Letter from Mark Langabeer, Hastings and Rye Labour member

As Left-Horizons predicted, this year’s Labour conference appeared to be dominated by the right-wing, a procession of cabinet ministers with little input from the members. Speeches from the leadership were long on rhetoric and short on policy. They claim that there would  be no return to austerity, but they would have to make ‘hard choices’.

Starmer’s doom and gloom speeches have appeared to affect consumer confidence and so this prompted Reeves to suggest that there is ‘light at the end of the tunnel’. The budget will be an indicator of the direction that Labour’s Leadership intends to travel.

However, the leadership didn’t get their own way on the cuts in the winter fuel allowance. There was also support for a wealth tax and other more radical  measures. As the saying goes, ‘there’s life in the old dog’ yet. The vote was non-binding on the leadership and regretfully, conference votes have never been binding on the leadership when in Government. However, it’s a taster of what the future holds. Should the leadership take the path of austerity (in all but name), conference will become a cauldron for opposition. 

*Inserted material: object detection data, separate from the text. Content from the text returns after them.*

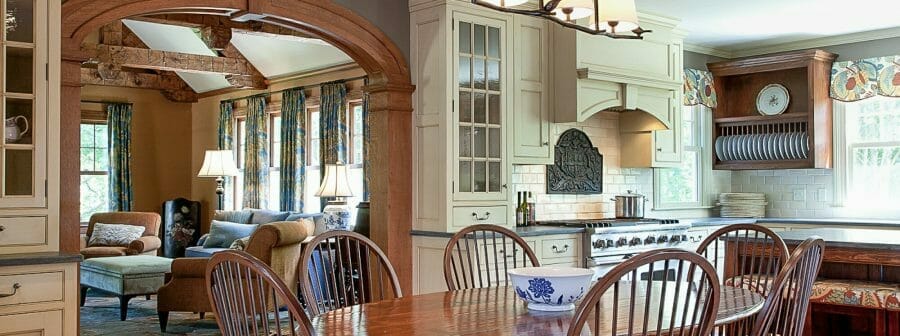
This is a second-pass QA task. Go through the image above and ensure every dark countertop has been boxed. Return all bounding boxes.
[0,252,82,266]
[412,225,584,238]
[778,228,900,252]
[681,217,900,227]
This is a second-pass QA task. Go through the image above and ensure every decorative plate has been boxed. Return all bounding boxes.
[756,84,791,115]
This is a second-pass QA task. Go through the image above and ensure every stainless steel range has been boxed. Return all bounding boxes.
[538,218,696,280]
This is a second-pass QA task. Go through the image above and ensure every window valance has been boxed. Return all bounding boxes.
[831,55,900,102]
[684,69,718,108]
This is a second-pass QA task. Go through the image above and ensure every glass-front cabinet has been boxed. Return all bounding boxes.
[0,0,48,208]
[453,13,508,200]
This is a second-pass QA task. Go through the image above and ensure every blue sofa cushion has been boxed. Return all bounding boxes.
[213,209,253,224]
[203,220,259,248]
[245,209,290,224]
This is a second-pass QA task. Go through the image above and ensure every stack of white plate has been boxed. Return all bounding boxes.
[715,132,809,161]
[719,193,768,217]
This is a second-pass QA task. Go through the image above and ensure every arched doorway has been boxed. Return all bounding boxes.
[60,0,414,293]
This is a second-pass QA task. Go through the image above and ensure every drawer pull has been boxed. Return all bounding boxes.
[472,212,491,220]
[0,283,22,299]
[550,244,569,253]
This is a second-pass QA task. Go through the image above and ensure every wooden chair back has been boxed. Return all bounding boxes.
[444,224,540,291]
[697,224,788,296]
[568,249,721,336]
[206,250,315,336]
[300,230,403,316]
[750,237,825,336]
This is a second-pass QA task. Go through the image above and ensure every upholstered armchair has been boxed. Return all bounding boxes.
[81,212,162,259]
[156,220,315,332]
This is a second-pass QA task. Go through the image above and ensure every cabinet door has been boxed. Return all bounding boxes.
[453,13,512,200]
[509,15,553,164]
[0,0,48,207]
[0,310,63,336]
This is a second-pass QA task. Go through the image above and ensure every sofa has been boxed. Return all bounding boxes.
[157,221,314,332]
[81,212,162,259]
[184,209,325,258]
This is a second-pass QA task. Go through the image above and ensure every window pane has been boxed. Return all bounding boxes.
[80,175,109,222]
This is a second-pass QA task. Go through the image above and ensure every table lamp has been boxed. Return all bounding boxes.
[316,162,353,230]
[197,150,240,210]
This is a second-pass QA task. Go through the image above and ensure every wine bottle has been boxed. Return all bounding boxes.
[516,191,528,226]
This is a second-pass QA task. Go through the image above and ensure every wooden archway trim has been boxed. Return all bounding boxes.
[60,0,414,292]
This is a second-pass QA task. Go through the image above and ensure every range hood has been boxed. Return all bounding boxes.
[551,14,682,131]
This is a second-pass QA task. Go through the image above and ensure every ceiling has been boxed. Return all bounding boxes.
[635,0,900,54]
[122,19,353,93]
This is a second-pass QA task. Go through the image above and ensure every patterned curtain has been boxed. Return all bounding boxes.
[244,96,269,209]
[831,55,900,102]
[362,78,371,201]
[218,100,234,209]
[106,104,133,211]
[684,69,718,108]
[279,88,306,211]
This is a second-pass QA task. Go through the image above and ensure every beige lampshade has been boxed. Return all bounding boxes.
[592,0,638,33]
[197,150,240,177]
[556,0,605,21]
[316,164,353,197]
[483,0,528,7]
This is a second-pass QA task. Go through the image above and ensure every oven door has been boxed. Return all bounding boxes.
[584,254,632,281]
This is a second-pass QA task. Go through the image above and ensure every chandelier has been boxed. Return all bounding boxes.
[472,0,651,39]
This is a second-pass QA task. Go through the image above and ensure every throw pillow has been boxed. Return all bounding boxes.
[88,223,144,246]
[203,220,259,248]
[228,237,250,251]
[213,210,253,224]
[244,209,291,224]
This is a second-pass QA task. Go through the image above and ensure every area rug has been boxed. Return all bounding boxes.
[81,291,221,336]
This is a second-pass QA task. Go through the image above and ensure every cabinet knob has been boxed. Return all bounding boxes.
[0,283,22,299]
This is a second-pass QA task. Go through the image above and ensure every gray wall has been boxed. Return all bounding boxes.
[684,51,725,70]
[334,0,409,62]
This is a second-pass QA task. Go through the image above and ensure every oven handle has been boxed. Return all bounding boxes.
[584,254,634,267]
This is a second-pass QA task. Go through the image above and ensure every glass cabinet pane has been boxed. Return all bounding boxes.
[5,47,34,93]
[4,0,34,43]
[3,98,34,145]
[473,161,487,192]
[3,149,34,196]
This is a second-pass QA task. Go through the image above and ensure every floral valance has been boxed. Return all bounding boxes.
[684,69,717,108]
[831,55,900,101]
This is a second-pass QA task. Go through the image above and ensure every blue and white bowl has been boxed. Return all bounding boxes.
[508,267,594,311]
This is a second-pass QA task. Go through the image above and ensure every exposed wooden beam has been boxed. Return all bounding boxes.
[81,68,199,103]
[82,44,255,76]
[129,14,324,43]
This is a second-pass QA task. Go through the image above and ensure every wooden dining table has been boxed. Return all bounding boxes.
[312,282,764,336]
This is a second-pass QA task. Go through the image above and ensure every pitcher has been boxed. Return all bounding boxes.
[4,116,28,142]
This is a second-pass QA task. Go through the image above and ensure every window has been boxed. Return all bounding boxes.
[835,96,900,209]
[654,105,709,209]
[80,123,109,223]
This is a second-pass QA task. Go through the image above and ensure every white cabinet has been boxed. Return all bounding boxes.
[410,0,516,232]
[509,15,554,164]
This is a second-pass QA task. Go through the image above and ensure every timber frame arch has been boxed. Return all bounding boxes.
[60,0,414,293]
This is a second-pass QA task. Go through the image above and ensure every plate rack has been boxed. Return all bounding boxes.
[707,50,837,170]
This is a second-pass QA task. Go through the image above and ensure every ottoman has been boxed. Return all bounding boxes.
[81,255,172,321]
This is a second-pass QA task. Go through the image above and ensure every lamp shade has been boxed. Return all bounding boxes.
[597,0,638,31]
[197,150,240,177]
[316,164,353,197]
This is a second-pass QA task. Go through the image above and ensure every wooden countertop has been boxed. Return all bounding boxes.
[0,252,82,267]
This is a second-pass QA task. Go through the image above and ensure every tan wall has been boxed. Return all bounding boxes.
[191,68,365,232]
[81,86,193,212]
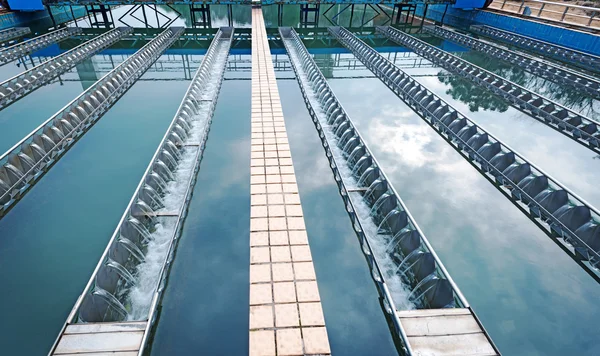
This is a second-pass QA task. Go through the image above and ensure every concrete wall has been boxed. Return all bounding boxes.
[417,5,600,55]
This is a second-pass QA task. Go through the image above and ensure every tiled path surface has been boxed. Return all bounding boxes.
[250,8,331,356]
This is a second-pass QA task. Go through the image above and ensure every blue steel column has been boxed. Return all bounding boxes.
[0,27,184,219]
[0,27,31,44]
[0,27,133,110]
[329,27,600,282]
[423,26,600,98]
[471,25,600,72]
[279,28,495,355]
[50,27,234,356]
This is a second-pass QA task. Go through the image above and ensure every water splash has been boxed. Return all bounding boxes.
[127,45,228,320]
[288,46,415,310]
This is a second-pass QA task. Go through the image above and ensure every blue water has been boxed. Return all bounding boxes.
[151,81,250,355]
[0,54,192,355]
[330,71,600,355]
[0,12,600,355]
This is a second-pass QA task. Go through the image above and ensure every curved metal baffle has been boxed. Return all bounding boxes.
[0,27,183,218]
[471,25,600,72]
[329,27,600,282]
[0,27,133,110]
[50,28,233,355]
[279,28,499,355]
[0,27,81,66]
[423,26,600,98]
[377,27,600,154]
[0,27,31,43]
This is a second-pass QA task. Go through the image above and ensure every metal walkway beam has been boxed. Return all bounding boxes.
[44,0,454,6]
[330,27,600,282]
[423,26,600,99]
[471,25,600,72]
[279,28,500,355]
[0,27,184,219]
[0,27,133,110]
[0,27,81,66]
[50,28,233,355]
[0,27,31,43]
[377,27,600,154]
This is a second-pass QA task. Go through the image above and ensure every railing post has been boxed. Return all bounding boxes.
[560,6,569,22]
[587,11,597,27]
[537,3,546,17]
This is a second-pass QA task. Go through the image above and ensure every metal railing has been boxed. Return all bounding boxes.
[0,27,184,219]
[48,28,233,355]
[0,27,132,110]
[471,25,600,73]
[0,27,31,44]
[279,27,482,355]
[330,27,600,282]
[489,0,600,29]
[377,27,600,154]
[0,27,82,66]
[423,26,600,98]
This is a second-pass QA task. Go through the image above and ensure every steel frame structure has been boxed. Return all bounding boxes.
[0,28,132,110]
[0,28,81,66]
[0,27,31,44]
[330,27,600,282]
[0,27,184,219]
[279,27,502,355]
[423,26,600,99]
[44,0,455,6]
[377,27,600,154]
[471,25,600,72]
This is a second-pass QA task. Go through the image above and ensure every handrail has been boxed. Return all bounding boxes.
[489,0,600,29]
[0,27,31,46]
[423,26,600,99]
[0,27,183,219]
[0,27,133,110]
[470,25,600,73]
[0,27,82,66]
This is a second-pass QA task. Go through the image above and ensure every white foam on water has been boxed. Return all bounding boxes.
[288,40,415,310]
[126,43,228,320]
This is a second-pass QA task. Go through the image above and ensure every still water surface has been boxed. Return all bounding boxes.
[0,13,600,355]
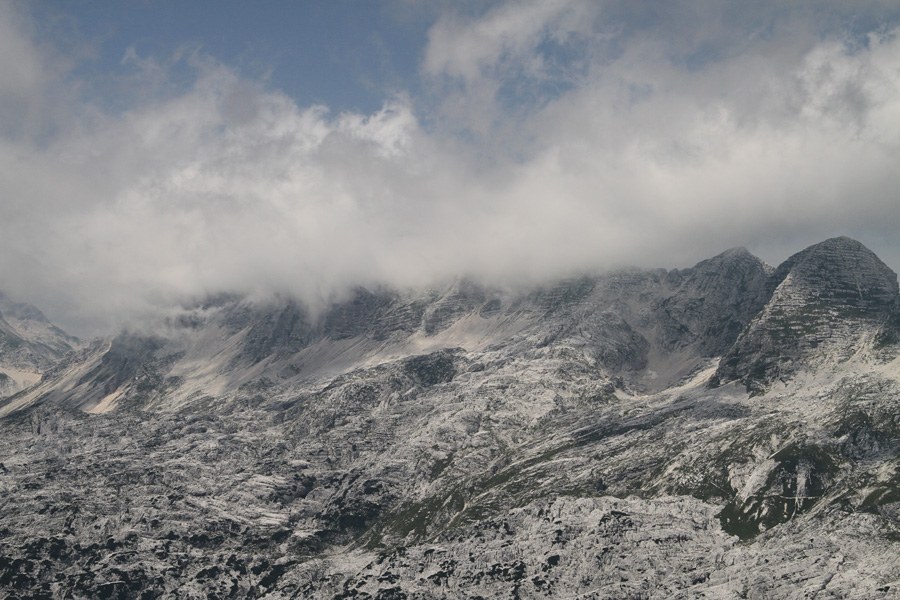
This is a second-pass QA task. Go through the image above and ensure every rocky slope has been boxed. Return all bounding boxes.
[0,239,900,599]
[0,292,80,398]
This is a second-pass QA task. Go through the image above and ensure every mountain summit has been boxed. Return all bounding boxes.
[716,237,900,391]
[0,238,900,600]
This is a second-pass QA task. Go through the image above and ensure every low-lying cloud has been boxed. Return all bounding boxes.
[0,1,900,334]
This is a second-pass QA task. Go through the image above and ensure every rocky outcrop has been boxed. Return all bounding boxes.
[0,292,81,398]
[716,237,900,392]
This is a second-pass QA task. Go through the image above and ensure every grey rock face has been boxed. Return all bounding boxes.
[0,240,900,600]
[0,292,81,398]
[717,238,900,390]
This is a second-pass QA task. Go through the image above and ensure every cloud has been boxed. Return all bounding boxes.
[0,0,900,334]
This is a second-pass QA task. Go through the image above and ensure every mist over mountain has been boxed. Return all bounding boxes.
[0,237,900,598]
[0,0,900,338]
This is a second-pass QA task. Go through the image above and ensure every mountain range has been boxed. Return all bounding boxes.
[0,238,900,600]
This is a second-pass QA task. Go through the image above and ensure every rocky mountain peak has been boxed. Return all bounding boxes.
[770,237,898,310]
[717,237,900,391]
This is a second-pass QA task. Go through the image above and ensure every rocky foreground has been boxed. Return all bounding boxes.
[0,238,900,600]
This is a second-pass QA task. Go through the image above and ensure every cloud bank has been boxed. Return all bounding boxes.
[0,0,900,335]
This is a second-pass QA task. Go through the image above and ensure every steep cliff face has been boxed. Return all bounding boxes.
[716,237,900,392]
[0,292,81,398]
[0,239,900,600]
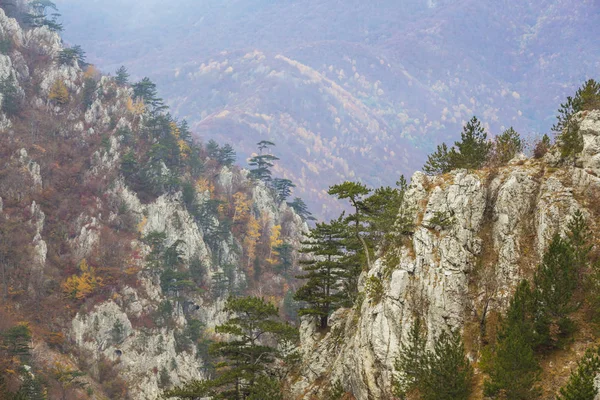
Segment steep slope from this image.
[292,111,600,400]
[57,0,600,216]
[0,2,307,400]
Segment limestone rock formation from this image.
[293,111,600,400]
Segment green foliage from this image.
[110,319,125,344]
[274,243,294,275]
[423,143,453,175]
[556,347,600,400]
[206,139,236,167]
[423,117,492,175]
[552,79,600,135]
[164,297,297,400]
[271,178,296,204]
[0,35,14,55]
[451,117,492,169]
[428,211,454,229]
[287,197,315,221]
[533,134,552,159]
[132,77,167,113]
[0,324,31,359]
[23,0,63,32]
[248,154,279,182]
[58,45,87,67]
[83,78,98,110]
[393,320,473,400]
[482,280,540,400]
[294,220,347,329]
[327,181,372,269]
[534,234,578,346]
[247,375,284,400]
[493,127,523,165]
[324,381,346,400]
[115,65,129,86]
[552,79,600,158]
[0,75,21,117]
[365,275,384,304]
[158,365,171,388]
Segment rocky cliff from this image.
[292,111,600,400]
[0,2,307,400]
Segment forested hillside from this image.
[0,0,600,400]
[0,1,310,399]
[57,0,600,217]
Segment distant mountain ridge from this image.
[57,0,600,215]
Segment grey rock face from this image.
[293,112,600,400]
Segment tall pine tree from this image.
[294,220,346,329]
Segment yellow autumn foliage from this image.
[62,259,102,300]
[244,215,260,265]
[233,192,252,224]
[48,79,69,105]
[127,97,146,116]
[137,215,148,233]
[267,225,283,264]
[169,122,190,159]
[196,178,215,197]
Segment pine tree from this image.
[552,79,600,158]
[393,318,427,398]
[217,144,236,167]
[287,197,315,221]
[483,280,540,400]
[556,347,600,400]
[132,77,167,113]
[423,143,452,175]
[294,220,345,329]
[393,319,473,400]
[0,75,20,117]
[534,234,578,346]
[493,127,523,165]
[328,181,371,269]
[566,210,593,276]
[533,134,552,159]
[272,178,296,204]
[115,65,129,86]
[248,154,279,182]
[48,79,69,106]
[58,45,88,68]
[164,297,297,400]
[450,117,492,169]
[419,330,473,400]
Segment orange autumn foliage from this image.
[62,259,102,300]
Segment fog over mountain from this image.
[56,0,600,215]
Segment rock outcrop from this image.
[293,111,600,400]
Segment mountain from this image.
[290,110,600,400]
[52,0,600,216]
[0,2,308,400]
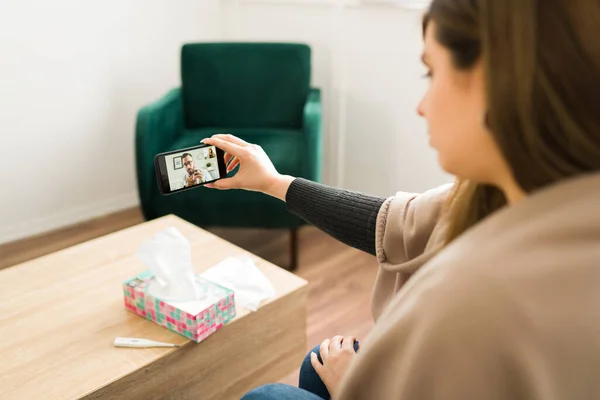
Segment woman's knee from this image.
[240,383,280,400]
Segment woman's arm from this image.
[202,134,385,255]
[268,176,386,255]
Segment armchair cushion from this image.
[181,43,311,129]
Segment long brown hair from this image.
[423,0,600,242]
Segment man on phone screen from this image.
[181,153,214,187]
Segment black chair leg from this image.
[290,228,298,271]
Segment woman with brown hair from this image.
[200,0,600,400]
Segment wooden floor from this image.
[0,208,377,385]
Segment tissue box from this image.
[123,271,235,343]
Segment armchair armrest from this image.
[303,88,323,182]
[135,88,183,206]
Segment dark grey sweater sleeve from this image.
[286,178,386,255]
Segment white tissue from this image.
[201,257,275,311]
[137,227,206,301]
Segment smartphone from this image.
[154,144,227,195]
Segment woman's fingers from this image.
[201,137,245,157]
[212,133,250,147]
[319,339,331,363]
[329,335,343,353]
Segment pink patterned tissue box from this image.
[123,271,235,343]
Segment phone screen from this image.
[154,144,227,194]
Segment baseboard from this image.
[0,191,139,244]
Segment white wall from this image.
[0,0,219,243]
[221,0,451,195]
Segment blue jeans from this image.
[242,342,358,400]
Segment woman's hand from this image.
[202,134,294,201]
[310,336,356,398]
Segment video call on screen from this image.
[165,146,220,190]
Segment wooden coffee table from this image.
[0,216,307,400]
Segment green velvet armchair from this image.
[135,43,322,269]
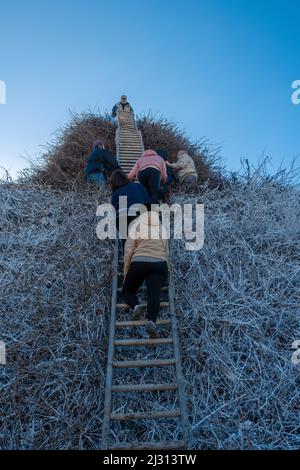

There are some who think that Labour is dead and suggest that an alternative be created, but I would argue that workers and youth should join Labour with the aim of returning it to its socialist roots. Unions that are not affiliated to Labour should contract in. They are standing on the sidelines and failing to support their members on the political arena.

Industrial strength alone will not solve the problems facing the working class. At present, many of our leaders are exposed for accepting freebies and gifts from wealthy donors. It plays into the idea that politicians are all the same and in it for themselves.

There’s a simple answer to this, every Labour MP should accept the wage of an average skilled worker. That would serve two purposes: it would act as a reminder of what life is like for ordinary workers and it would cut across the claim that Labour MPs are also on the take. The Party must return to the ideas of its founders, the common ownership of the means of  production, distribution and exchange.